Unnamed: 0_level_0,count,mean,std,min,25%,50%,75%,max
genre,Unnamed: 1_level_1,Unnamed: 2_level_1,Unnamed: 3_level_1,Unnamed: 4_level_1,Unnamed: 5_level_1,Unnamed: 6_level_1,Unnamed: 7_level_1,Unnamed: 8_level_1
Alternative/Indie,4.0,0.5835,0.204086,0.291,0.52575,0.646,0.70375,0.751
Dance/Electronic,5.0,0.09944,0.095828,0.0137,0.0149,0.0686,0.177,0.223
Hip-Hop/Rap,13.0,0.188741,0.186396,0.00513,0.067,0.145,0.234,0.731
Pop,14.0,0.323843,0.318142,0.021,0.0599,0.259,0.348,0.902


#### Takeaway

Alternative/Indie is the most acoustic on average, with a mean of 0.58. 

These are perfect for chill and acoustic playlists.

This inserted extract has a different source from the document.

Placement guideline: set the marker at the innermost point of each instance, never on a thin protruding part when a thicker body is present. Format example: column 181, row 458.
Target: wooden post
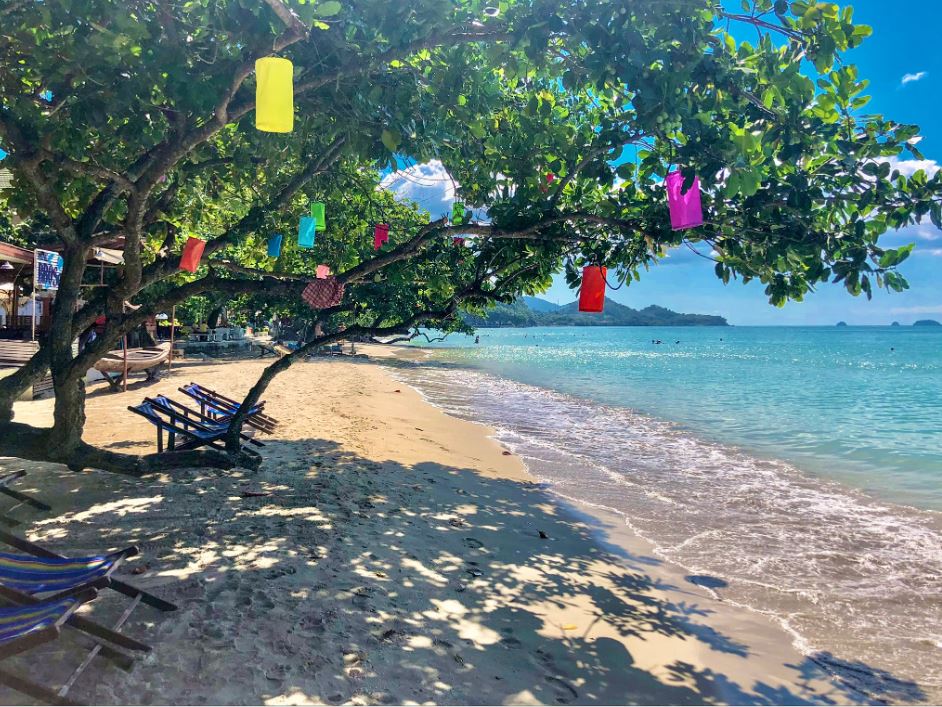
column 173, row 318
column 124, row 344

Pop average acousticness is at around 0.32. 

It is the most variable: some tracks are very accoustic with score up to 0.90, while others are almost entirely produced (0.02).

Hip-Hop/Rap averages around 0.19 and has a wide range: from nearly zero acoustic content on some tracks to about 0.73 on the outlier.

Most rap tracks on the list are heavily produced, but there is at least one with a strong acoustic element.

Dance/Electronic is the least acoustic, with a mean of 0.10 and ranging only from about 0.01 to 0.22 - ideal when you want digital flavor.

# Conclusion

Bottom line: 2020’s Top-50 hits share a clear trend.

Most are very danceable (64% score > 0.70) and mixed loud (nearly 40% above –5dB), with energy rising as loudness goes up.

Seven artists and four albums account for a third of the list, yet 40 different artists and 16 genres still appear, showing room for both big names and fresh sounds.

Hip-Hop/Rap and Dance/Electronic lead on danceability, Alternative/Indie produces the most acoustic tracks, and Pop is in the middle of everything, but with wide variety.

Niche genres break through only one track at a time, so they need targeted rather than mass promotion.

So, the takeaway for Spotify is clear: keep the best-known artists in the spotlight, fill party and workout playlists with the most danceable, loud tracks, and rely on genre specific playlists to bring quieter or more acoustic songs to the right listeners.